From the photography of Joe Fox above, to the work of Mark Searon below
And perhaps in different, less direct ,ways by other artists.
‘Draw alongside the silence of stone until its calmness can claim you’ – John O’Donohue
Belfast sculptress, Helen Hanse, is aware of the great religious, mythological, and totemic symbolism of stone. Milestones mark pathways and crafted stones are powerful signifiers…
“Hanse has a very personal relationship with stone. She isn’t fond of the word rubble to describe the quarry off-cuts she works with because, she says, ‘it sounds unloved’. Stone sleeps until Hanse begins to draw the sculpture from within, at which point she recognises its gender.” Culture Northern Ireland.
This relationship with the stone, from selection, intention and the working up, would, I hazard, perhaps be similar for an ancient artist as much as it would a contempory artist, despite millennia, societal advancements and ‘progress.’ between them.
Éanna Mac Cana is a filmmaker based in Belfast, and his films have been screened as part of festivals in Spain, India, and the US.
‘Yellowstone’ is a documentary interwoven with themes of beginnings, endings, life and death and ultimately of hope. It was screened in March this year.

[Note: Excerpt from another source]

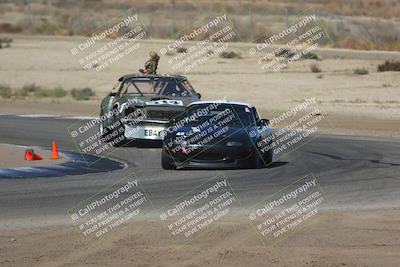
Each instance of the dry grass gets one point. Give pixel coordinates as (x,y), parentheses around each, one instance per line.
(357,24)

In 26 minutes the history and evolution of healthcare on the Belfast City Hospital site, from a humble 6 bed unit for the sick of the city’s workhouse to a 900-bed university teaching hospital is recounted.
For Mac Cana this is a personal journey grieving the birth and death of his infant sibling who came before him at the Jubilee Maternity Hospital. That building would be demolished and replaced by the Cancer Centre – a place with which the filmmaker would also become familiar during his time spent as an in-patient during the summer of 2017.

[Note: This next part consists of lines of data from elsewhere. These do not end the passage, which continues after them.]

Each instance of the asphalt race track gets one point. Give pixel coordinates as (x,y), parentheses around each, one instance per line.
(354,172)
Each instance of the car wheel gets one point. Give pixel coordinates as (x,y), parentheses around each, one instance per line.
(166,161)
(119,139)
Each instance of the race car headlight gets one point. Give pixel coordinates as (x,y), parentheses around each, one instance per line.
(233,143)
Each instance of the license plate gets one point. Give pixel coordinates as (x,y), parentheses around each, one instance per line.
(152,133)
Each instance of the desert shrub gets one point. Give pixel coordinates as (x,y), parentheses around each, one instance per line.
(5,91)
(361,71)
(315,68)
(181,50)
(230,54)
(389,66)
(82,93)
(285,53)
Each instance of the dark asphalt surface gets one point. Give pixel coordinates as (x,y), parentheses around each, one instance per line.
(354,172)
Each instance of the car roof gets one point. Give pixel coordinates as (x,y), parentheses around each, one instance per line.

We don’t usually think of modern buildings and institutions imbued with any special ‘spiritual’ or ceremonial gravitas, yet through the moving nature of this documentary exploration we can see that they have this significance in many people’s lives and in in some cases with people’s health many times in the course of a day.
Mythology v Prehistory Influence, Power and Perpetuation
I would contend Art and the shifts in emphasis therein is a different, and maybe more accurate, way to learn history, since it survives in substance.

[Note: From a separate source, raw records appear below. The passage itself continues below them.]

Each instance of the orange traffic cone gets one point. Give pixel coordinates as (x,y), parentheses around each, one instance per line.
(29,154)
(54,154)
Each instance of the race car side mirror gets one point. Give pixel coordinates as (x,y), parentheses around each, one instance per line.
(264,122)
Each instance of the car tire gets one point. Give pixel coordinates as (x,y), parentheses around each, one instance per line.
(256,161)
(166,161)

Mythology, however, is the spoken story of a people. It is the study and interpretation of often sacred tales or fables of a culture known as myths or the collection of such stories which deal with various aspects of the human condition: good and evil, with the object to reinforce morality, ideology, or identity.
In fact, studying the Stone Age is part of the KS2 history primary curriculum. Some of the curricular rhetoric reads thus:
“The Neolithic Stone Age was a time when people started to settle in one place and create villages. While still hunting fish and other animals for food, they also began farming on the land with barley and wheat. They brought cows, goats and sheep with them from other parts of Europe.
They also built permanent homes in their settlements and created long barrows on hills, in which they placed the bones of family members as a shrine to them. This was often at the top of a hill overlooking their settlement and was also thought to be a spiritual symbol to the people there. Weapons and tools were made from wood and stone. They also made stone jewellery and clay pots. The Stone Age ended when the ability to make bronze was discovered; this was the start of the Bronze Age in Britain.”
Factually correct as this may be, would it not be better to teach lessons about how difficult life must have been, what the people did to improve their lowly situation and how their intimate connection with the world about them was a necessary interdependence for their continued survival.
Conclusion
New influences always imply new questions. At the heart level, there is a universal human need to understand and be understood. In leaving a creative legacy, we try to extract the good, the permanent, something that can last, even if only for a short time..That we don’t seem to have this being human thing sussed out yet? Keep practising!!